TIJDSCHRIFT VOOR DE VOLKSHUISVESTING
NUMMER 4 AUGUSTUS 2014
ACHTERGROND
Het is niet bekend welk deel van de 65.000 mensen die bij de maatschappelijke opvang aankloppen uit een huur- of koopwoning is gezet. Wel is duidelijk dat het vooral jongeren en alleenstaande volwassenen betreft. Voor gezinnen die zich melden wordt, indien er geen plek is, altijd de hulp van de GG&GD ingeroepen. “Die heeft namelijk de bevoegdheid om alle middelen in te zetten om aan tijdelijke huisvesting te komen. Daardoor kunnen mensen desnoods in hotels of vakantiehuisjes worden ondergebracht. Maar het gebeurt ook dat gezinnen uit elkaar worden gehaald, dat de ouders in de nachtopvang worden geplaats en de kinderen in de crisisopvang van de jeugdzorg.
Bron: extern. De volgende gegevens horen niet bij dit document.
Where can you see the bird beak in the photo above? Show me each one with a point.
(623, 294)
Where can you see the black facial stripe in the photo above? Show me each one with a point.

Maar dat probeert men zoveel mogelijk te voorkomen.” In het geval dat alle mogelijkheden lijken te zijn uitgeput, wordt er volgens Beers ‘opgeschaald’ tot het niveau van de wethouder of burgemeester. “Die heeft nog meer instrumenten tot zijn of haar beschikking om de gewenste voorziening te treffen. En ja, dat komt zeker voor.” De aanhoudende stijging van het aantal mensen dat in een problematische schuldpositie verkeert, baart de Federatie al enige jaren zorgen. “Wij vinden het dan ook heel erg nodig om meer aan preventie te doen. Gemeenten, woningcorporaties, de banken: wij vinden dat ze allemaal veel alerter zouden moeten reageren op betalingsachterstanden.”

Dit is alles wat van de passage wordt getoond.